I'm having the same function problems with my Seagate Free Agent Pro 500. In addition, when I try to click on Manage USB drive I get the "call Dish to activate USB drive" message. All subsequant attempts to use this function are successful. Looks like Seagate drive users are out of luck. Ironic considering that a rep from Seagate was the guest on the Tech Chat!


----------



## patmurphey (Dec 21, 2006)

My Seagate Free Agent 500 works fine. It looks like there are a couple of issues with the 622 software. One is not dealing correctly with allowing the drive to spin up after sleep mode - easy work-around - just reenter the command. The unable to copy message can be dealt with by powering down the drive and restarting it. Small nuisances in the start up of a very worthwhile feature.


----------



## harsh (Jun 15, 2003)

I have a Free Agent 750 and it works fine. It doesn't deal with reboots, but if you disconnect it from the USB port and re-connect it, it is back. I leave the drive disconnected unless I need to archive something or watch something from the archives.

I should mention that I don't "archive" content that would benefit from trick-play features, so I can't comment on those.


----------



## jcord51 (Feb 1, 2003)

I'm a long time user of Dish equipment but don't know what Trick-play is. Maybe I've been doing it without knowing it's name?


----------



## BarneyC (Jan 9, 2005)

patmurphey said:


> My Seagate Free Agent 500 works fine. It looks like there are a couple of issues with the 622 software. One is not dealing correctly with allowing the drive to spin up after sleep mode - easy work-around - just reenter the command. The unable to copy message can be dealt with by powering down the drive and restarting it. Small nuisances in the start up of a very worthwhile feature.


Thanks for the tips! However, I think $40 is too much to pay for even 'small' nuisances!


----------



## dbconsultant (Sep 13, 2005)

jcord51 said:


> I'm a long time user of Dish equipment but don't know what Trick-play is. Maybe I've been doing it without knowing it's name?


Trickplay=fast forward, pause & rewind functions


----------



## BarneyC (Jan 9, 2005)

I fired up a replacement 622 (Hardware ID RBDD-N) which Dish sent to cure various problems seeing and using my 500gb Seagate Free Agent HDD. Also downloaded SW release 422. No help at all

Problems noted so far:

Pause button does not resume play when pressed a second time.

Play button does not resume play after pause button pressed, but does resume play when pressed during ff.

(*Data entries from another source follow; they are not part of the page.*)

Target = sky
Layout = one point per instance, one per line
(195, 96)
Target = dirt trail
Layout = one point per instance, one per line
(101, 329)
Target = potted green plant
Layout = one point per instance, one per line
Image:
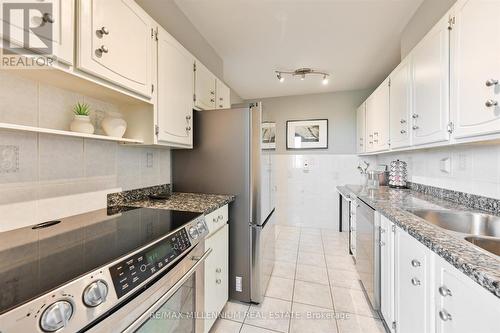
(81, 122)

After rebooting receiver "Activate HDD" Sceeen appears once, pause and play buttons work correctly for a while then revert back to above.

FIX IT DISH!

B.


----------



## david803sc (Jun 22, 2006)

I have 2 Western Digital My Book 750GB drives one for each of my 622's and I have had no problems at all except when i first access the drive after not using it for awhile I get a pop up saying I need to activate the service, after I clear the message and try again it works fine, I think it is just waking the drive up, but transfers and playback have worked perfectly for me.


----------



## jcord51 (Feb 1, 2003)

dbconsultant said:


> Trickplay=fast forward, pause & rewind functions


So that's what I've been doing for the last seven years with all the PVRs I've owned, since the feature first came out on the Dishplayer:eek2: Thank you


----------



## SamSony (Mar 19, 2007)

1) FreeAgent model - ST305004FDA1E-RK

2) New

3) Not used for anything but the ViP 622

4) At times the trick play functions was screwed up.
Could not delete movies most of the time.
Restore function would copy the movies back to the internal hard drive, 
but did not delete the copy from the external drive.
Would get the message to active the USB port.
Movies would not show up on the drive at times, then reappear later.

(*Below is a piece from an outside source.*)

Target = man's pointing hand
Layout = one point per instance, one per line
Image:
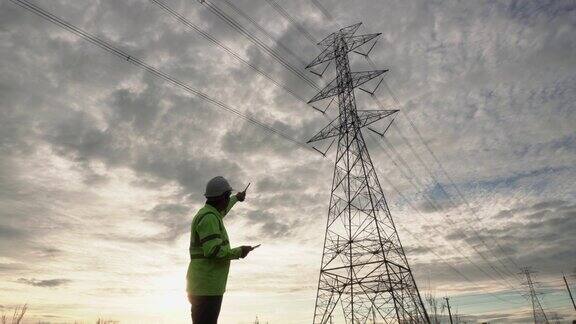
(242, 194)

5) 25 movies or about 150 Gig used.

All of these problems are now fixed. I got the FreeAgent Tools and reset the sleep mode to never sleep. I then use a X10 remote switch to turn off the drive when not in use to prevent over heating. I have not had any problems at all for over two days now. Everything works great now


----------



## navidf (Feb 18, 2005)

I have a Lacie 500gig usb 2, designed by Porsche, 622receiver.
I transfered about 15 1 hr shows to the drive
, but on play back it stops for 10-15 seconds every 5 minutes or so, and then it says it has lost connection. Only a reboot solves the problem, but exact same thing happens again!
Any ideas?
Also 2 design issues:
1. it should leave all programming on the 622 and let me delete them
2. It should work in the back ground when the receiver is turned off when items are being transferred.
Thanks


----------



## hdaddikt (Jul 2, 2005)

SamSony said:


> 1) FreeAgent model - ST305004FDA1E-RK
> 
> Restore function would copy the movies back to the internal hard drive,
> but did not delete the copy from the external drive.

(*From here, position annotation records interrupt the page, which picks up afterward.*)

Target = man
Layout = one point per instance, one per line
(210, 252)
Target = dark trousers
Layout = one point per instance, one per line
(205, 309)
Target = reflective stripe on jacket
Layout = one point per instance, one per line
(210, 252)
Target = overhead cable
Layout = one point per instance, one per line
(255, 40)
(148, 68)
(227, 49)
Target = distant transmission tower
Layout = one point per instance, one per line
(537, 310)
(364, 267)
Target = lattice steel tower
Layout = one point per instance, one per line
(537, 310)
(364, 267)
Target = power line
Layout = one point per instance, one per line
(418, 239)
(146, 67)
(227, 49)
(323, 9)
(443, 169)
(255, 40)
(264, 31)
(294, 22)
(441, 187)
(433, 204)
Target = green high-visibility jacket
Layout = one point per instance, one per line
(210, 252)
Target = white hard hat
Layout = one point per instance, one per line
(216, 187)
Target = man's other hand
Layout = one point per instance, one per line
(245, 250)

Actually, I think that's normal. It should leave a copy at the ext. drive. You have to delete that one manually.
I have the same model (it should be ....1E1-RK) and I can not delete the ext. drive events manually. That is the only problem. 
I think I will wait a while and see if Dish mods the software to wake up the drive.
I can delete if I manually power the FreeAgent off and on again. 
It's going to take a while for me to fill up 500GB at this time anyway. No rush.
Considering the widespread use of the FreeAgent drives Dish shoud recommend or provide a fix.


----------



## sport_truckin (Mar 25, 2008)

I have a 500GB WD Ext HDD it worked great for the first couple of weeks but now I can't watch more then 5 to 10 min of video from the Ext HDD then it stops the program. I cannot transfer from the Ext HDD to the DVR but I can transfer 1 item from the DVR at a time. I am afraid that I am going to loose all of teh contents on the EXt HDD but I see no other way. I done all of the power cycling both for the HDD and the DVR VIP622 but to no avail. I downloaded the stop spin program from WD but it has not worked either. Just seeing if anyone else has had this problem


----------



## Ron Barry (Dec 10, 2002)

Welcome to DBSTalk..

Check this thread out.... 
http://www.dbstalk.com/showthread.php?p=1517317#post1517317

Closing thread to avoid splintering conversation


----------